Before delving into the journal article itself, I thought I would provide a little background on how the body handles iron.  Iron, while essential for life, is also very toxic because of its propensity to form reactive oxygen species which can damage many cellular components.  The body regulates the amount of iron, carefully maintaining its levels between acceptable limits.  Somewhat surprisingly, once iron gets into the body, it stays; and is only loss through bleeding (the iron in hemoglobin) or by a small amount of cellular sloughing that occurs each day.  Thus, the main way that iron levels are maintained is by carefully controlling uptake into the body from the diet.  The amount of iron absorbed through the gut is just enough to offset the small amount normally lost each day, with most iron in the diet passing through the gut and not being absorbed into the body.  This careful system of regulation is subverted when a person is transfused, as the iron of hemoglobin in red blood cells is added directly into a person's circulation bypassing the normal system of regulation in the gut.  As stated earlier, iron once in the body, does not get efficiently eliminated, and so iron will begin to accumulate with each transfusion.  This excess iron is then stored in tissues like the liver, heart, and pancreas where it can eventually lead to organ damage and as such, the complications of iron overload.  Chelation therapy is used to treat or prevent iron overload.  During chelation therapy, small molecules bind  iron forming a complex which is then eliminated from the body in the urine and feces, thereby providing a means for reducing the body's iron load. 

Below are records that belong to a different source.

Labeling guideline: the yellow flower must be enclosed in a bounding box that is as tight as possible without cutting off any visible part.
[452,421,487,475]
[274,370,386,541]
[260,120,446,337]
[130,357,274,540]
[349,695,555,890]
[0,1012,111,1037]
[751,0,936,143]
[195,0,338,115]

Roggero and colleagues studied records from 31 transfusion dependent DBA patients in Italy dating from the year 2000.  The data collected included the number of transfusions, the volume of blood received, liver iron concentration, and other related parameters.  Despite the risks of iron overload, this study found that 54% of patients showed evidence of severe iron overload as defined by liver iron concentration.  Over half of this severe iron overload could be attributed to inappropriate prescription (how chelation therapy was delivered) and a smaller, but very substantial percentage, to poor compliance by the patient, both of which could potentially be remedied.  It should be noted, that these values were not for the US population which could differ.  However, since a similar study has not been performed on the US population, it is unclear where we stand in this regard. 

One of the more intriguing observations from the Italian study came from comparing iron overload in DBA patients with iron overload in thalassemia patients receiving similar amounts of iron.  The authors state that iron overload was significantly higher in their DBA population when compared to matched thalassemia patients.  There are many complexities associated with comparing iron overload between DBA and thalassemia patients, so the authors were unwilling at the time to conclude that there is an intrinsically higher propensity of DBA patients to develop iron overload.  If, however, these results are confirmed in other studies, it may suggest that there may be disease-specific differences in how the body manages excess iron. 

This study concludes that iron overload is a serious and relatively common occurrence in DBA patients.  I would suspect that this comes as no real surprise to anyone familiar with DBA.  And yet, the magnitude of the problem, at least in Italy, suggests a need for a similar study in the US, and if necessary, that appropriate actions be taken.  Finally, there has been tremendous progress in our understanding of the mechanisms through which the body regulates iron homeostasis.  Whether some of these mechanisms will be harnessed to create a potential alternative to chelation therapy remains to be seen.